# import

In [1]:
import json
import re

In [2]:
def dump_jsonl(data, output_path, append=False):
    mode = "a+" if append else "w"
    with open(output_path, mode, encoding="utf-8") as f:
        for line in data:
            json_record = json.dumps(line, ensure_ascii=False)
            f.write(json_record + "\n")


def load_jsonl(input_path) -> list:
    data = []
    with open(input_path, "r", encoding="utf-8") as f:
        for line in f:
            data.append(json.loads(line.rstrip("\n|\r")))
    return data

In [3]:
vocab_size = 32000

# load data

In [4]:
data = load_jsonl("../data/sample.json")

def processing(text):
    text = re.sub(r" +", r" ", text)
    text = text.strip()
    return text

def gen():
    for row in data:
        for k, v in row.items():
            if isinstance(v, str):
                yield processing(v)

# train

In [5]:
user_defined_symbols = [
    "[PAD]",
    "[UNK]",
    "[CLS]",
    "[SEP]",
    "[MASK]",
    "[BOS]",
    "[EOS]",
]
unused_token_num = 100
unused_list = [f"[UNUSED{i}]" for i in range(unused_token_num)]
whole_user_defined_symbols = user_defined_symbols + unused_list

In [6]:
from tokenizers import Tokenizer
from tokenizers.models import WordPiece

tokenizer = Tokenizer(WordPiece(unk_token="[UNK]"))

In [7]:
from tokenizers import normalizers
from tokenizers.normalizers import Lowercase, NFD, StripAccents

tokenizer.normalizer = normalizers.Sequence([NFD(), Lowercase(), StripAccents()])

In [8]:
from tokenizers.pre_tokenizers import Whitespace

tokenizer.pre_tokenizer = Whitespace()

In [9]:
from tokenizers.processors import TemplateProcessing

tokenizer.post_processor = TemplateProcessing(
    single="[CLS] $A [SEP]",
    pair="[CLS] $A [SEP] $B:1 [SEP]:1",
    special_tokens=[(t, i) for i, t in enumerate(user_defined_symbols)],
)

In [10]:
from tokenizers.trainers import WordPieceTrainer

trainer = WordPieceTrainer(
    vocab_size=vocab_size,
    special_tokens=whole_user_defined_symbols,
)
tokenizer.train_from_iterator(gen(), trainer)






In [11]:
output = tokenizer.encode("테스트를 목적으로 하는 문장.")
print(output.ids)

tokenizer.decode(output.ids)

[2, 22692, 5213, 2158, 19113, 120, 3]


'테스트를 목적으로 하는 문장 .'

In [12]:
from tokenizers import decoders

tokenizer.decoder = decoders.WordPiece()
tokenizer.decode(output.ids)

'테스트를 목적으로 하는 문장.'

# convert transformers tokenizer and save

In [13]:
from transformers import ElectraTokenizerFast


hf_tokenizer = ElectraTokenizerFast(tokenizer_object=tokenizer)

In [14]:
for token in user_defined_symbols:
    setattr(hf_tokenizer, token[1:-1].lower(), token)

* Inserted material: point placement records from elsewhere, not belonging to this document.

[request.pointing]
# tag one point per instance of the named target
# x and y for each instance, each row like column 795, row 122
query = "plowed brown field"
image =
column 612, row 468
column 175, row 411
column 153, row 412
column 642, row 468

special_tokens_dict = {"additional_special_tokens": user_defined_symbols}
hf_tokenizer.add_special_tokens(special_tokens_dict)

0

In [15]:
hf_tokenizer.decode(hf_tokenizer.encode("테스트를 목적으로 하는 문장."))

'[CLS] 테스트를 목적으로 하는 문장. [SEP]'

In [16]:
hf_tokenizer.save_pretrained("../models/")

('../models/tokenizer_config.json',
 '../models/special_tokens_map.json',
 '../models/vocab.txt',
 '../models/added_tokens.json',
 '../models/tokenizer.json')

In [18]:
loaded_tokenizer = ElectraTokenizerFast.from_pretrained("../models/")

test = loaded_tokenizer(
    [["정확히 동작하는지", "확인하는 테스트 절차"]],
    max_length=10,
    padding=True,
)

for k, v in test.items():
    print(k, v)

for ids in test['input_ids']:
    print(loaded_tokenizer.decode(ids))

input_ids [[2, 13964, 7552, 1762, 3, 7451, 5290, 8898, 3]]
token_type_ids [[0, 0, 0, 0, 0, 1, 1, 1, 1]]
attention_mask [[1, 1, 1, 1, 1, 1, 1, 1, 1]]
[CLS] 정확히 동작하는지 [SEP] 확인하는 테스트 절차 [SEP]